The problem, according to research from the Annie E. Casey Foundation and others, affects the nonprofit sector as a whole. But solutions -- particularly for resource-starved community-based nonprofits -- may also be found at the local and regional levels, and involve other nonprofits as well as academic institutions and professional organizations.
Perhaps we can draw a lesson from the ways that successful corporations address this issue. I know from my background as a senior manager and marketing executive at consumer companies that leadership training is considered critical to the career path of the manager as well as the success of the organization.
But what can nonprofits -- particularly local and regional organizations -- do to provide training for their future leadership teams? How can they develop their existing volunteers and donors as leaders? How can they also leverage the energy, commitment and expertise of community members as future leaders through independent, community-based training programs? And how can experienced volunteers -- particularly women -- use the training to help to make the transition to nonprofit careers, utilizing the experience gained both as volunteers and in their professional lives?

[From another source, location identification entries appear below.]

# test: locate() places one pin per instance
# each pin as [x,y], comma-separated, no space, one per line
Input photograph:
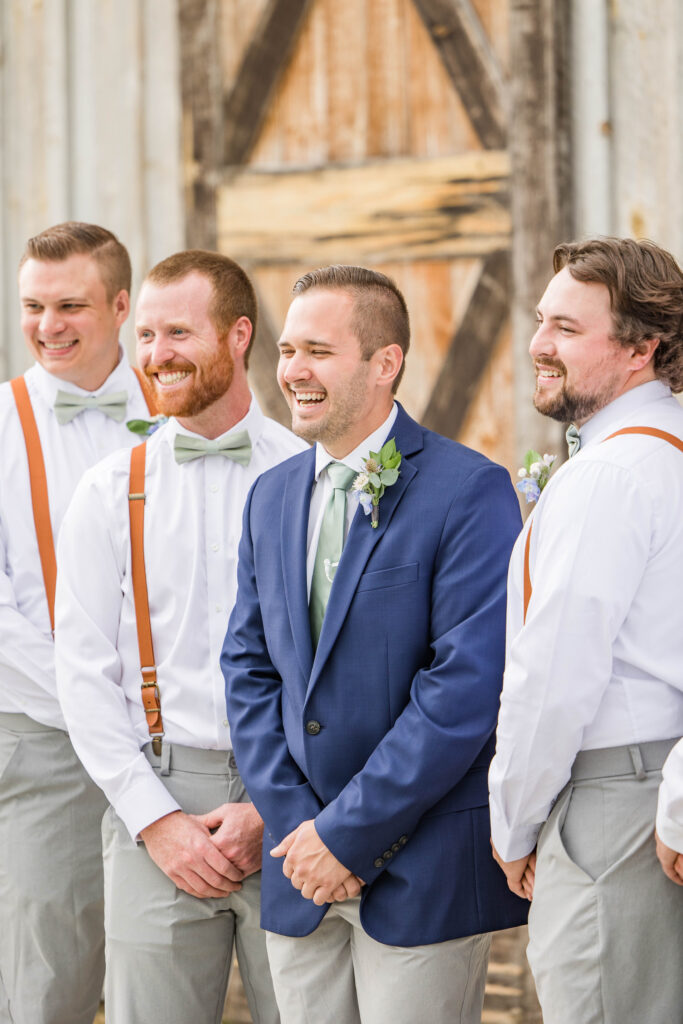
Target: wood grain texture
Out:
[264,59]
[472,347]
[407,209]
[470,60]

Sometimes the answer lies in tapping the resources provided by other local and regional nonprofits. Within The Junior League, for example, there are a number of training programs that illustrate the opportunity:
The Junior League of Austin participates in a program called Leadership Austin that has provided training to community and non-profit leaders from all walks of life for more than 30 years. Program components include: exploring critical community issues, developing the leadership skills to address those issues, and fostering relationships to work collaboratively for positive change.
The aftermath of Hurricane Katrina prompted the Junior League of New Orleans to create its Get on Board program, a five-week course that provides intensive training for community members for nonprofit board leadership in New Orleans, including placement opportunities. For more than 20 years, the New York Junior League's Nonprofit Boards Clearinghouse has trained men and women to be effective board members and introduces them to dynamic New York City nonprofit agencies through a structured placement process.

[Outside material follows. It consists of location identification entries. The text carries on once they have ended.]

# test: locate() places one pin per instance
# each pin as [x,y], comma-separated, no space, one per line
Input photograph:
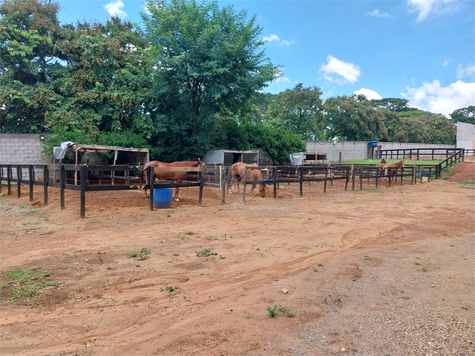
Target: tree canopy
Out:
[300,111]
[207,61]
[464,115]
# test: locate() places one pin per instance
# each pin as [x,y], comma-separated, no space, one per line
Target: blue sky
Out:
[420,50]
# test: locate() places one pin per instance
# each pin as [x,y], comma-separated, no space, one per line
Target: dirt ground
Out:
[366,272]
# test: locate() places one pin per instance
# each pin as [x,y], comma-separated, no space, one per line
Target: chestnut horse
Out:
[395,167]
[383,166]
[173,176]
[236,172]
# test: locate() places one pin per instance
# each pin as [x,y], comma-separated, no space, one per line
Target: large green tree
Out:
[102,84]
[28,31]
[464,115]
[277,143]
[353,119]
[208,60]
[300,111]
[392,104]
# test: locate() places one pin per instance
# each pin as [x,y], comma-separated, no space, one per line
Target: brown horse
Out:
[395,167]
[236,172]
[177,177]
[383,166]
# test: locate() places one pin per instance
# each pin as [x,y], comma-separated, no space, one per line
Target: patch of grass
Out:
[467,183]
[139,255]
[27,290]
[169,289]
[182,237]
[205,253]
[272,311]
[248,315]
[21,276]
[330,300]
[370,190]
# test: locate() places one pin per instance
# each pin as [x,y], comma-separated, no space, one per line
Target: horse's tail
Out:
[143,172]
[229,177]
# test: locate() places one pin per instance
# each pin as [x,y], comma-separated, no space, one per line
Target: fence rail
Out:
[417,153]
[85,178]
[83,182]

The Junior League of Los Angeles' Public Policy Institute engages both JLLA members and non-members in a hands-on program to understand and influence public policy issues at the city and state levels. Another JLLA leadership program called the Appointments to Boards and Commissions Institute (ABCI) helps League members qualify for an appointment to one of California's many public boards and commissions at the local, county, and state governmental levels.
Other training opportunities can be found at academic institutions, professional organizations and advocacy groups looking to professionalize non-profit management. For example:
- The New School for Public Engagement, along with other colleges and universities, offers a master's degrees in nonprofit management.

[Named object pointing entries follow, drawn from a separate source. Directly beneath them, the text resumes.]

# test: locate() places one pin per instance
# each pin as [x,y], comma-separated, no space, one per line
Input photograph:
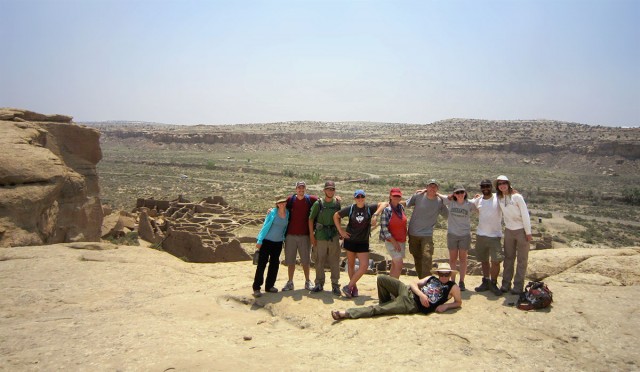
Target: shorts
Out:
[297,244]
[392,250]
[486,247]
[356,247]
[459,242]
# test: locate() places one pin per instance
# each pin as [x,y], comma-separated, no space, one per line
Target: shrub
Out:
[631,195]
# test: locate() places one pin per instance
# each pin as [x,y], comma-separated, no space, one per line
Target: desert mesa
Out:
[74,297]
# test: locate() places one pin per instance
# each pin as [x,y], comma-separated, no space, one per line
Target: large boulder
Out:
[48,181]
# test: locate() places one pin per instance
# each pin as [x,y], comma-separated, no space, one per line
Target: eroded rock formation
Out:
[48,182]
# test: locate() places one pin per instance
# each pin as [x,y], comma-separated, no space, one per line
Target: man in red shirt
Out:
[297,241]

- The New York Association for Volunteer Administration serves the volunteer resources management profession in the New York City area.
- The Council for Certification in Volunteer Administration provides certification for volunteer administration.
- The Nonprofit Leadership Alliance partners with colleges and universities to prepare, certify and connect young people to careers with our nonprofit partners, including the Boy Scouts of America, the YMCA of the USA, Girl Scouts of the USA and the National Urban League.
- The University of Kansas' Community Tool Box is a global online resource for free information on essential skills for building healthy communities.
While there is unquestionably more that can be done, enormous strides have been made since I entered nonprofit management to increase training at all levels, from volunteers to executive directors. And this is a good trend!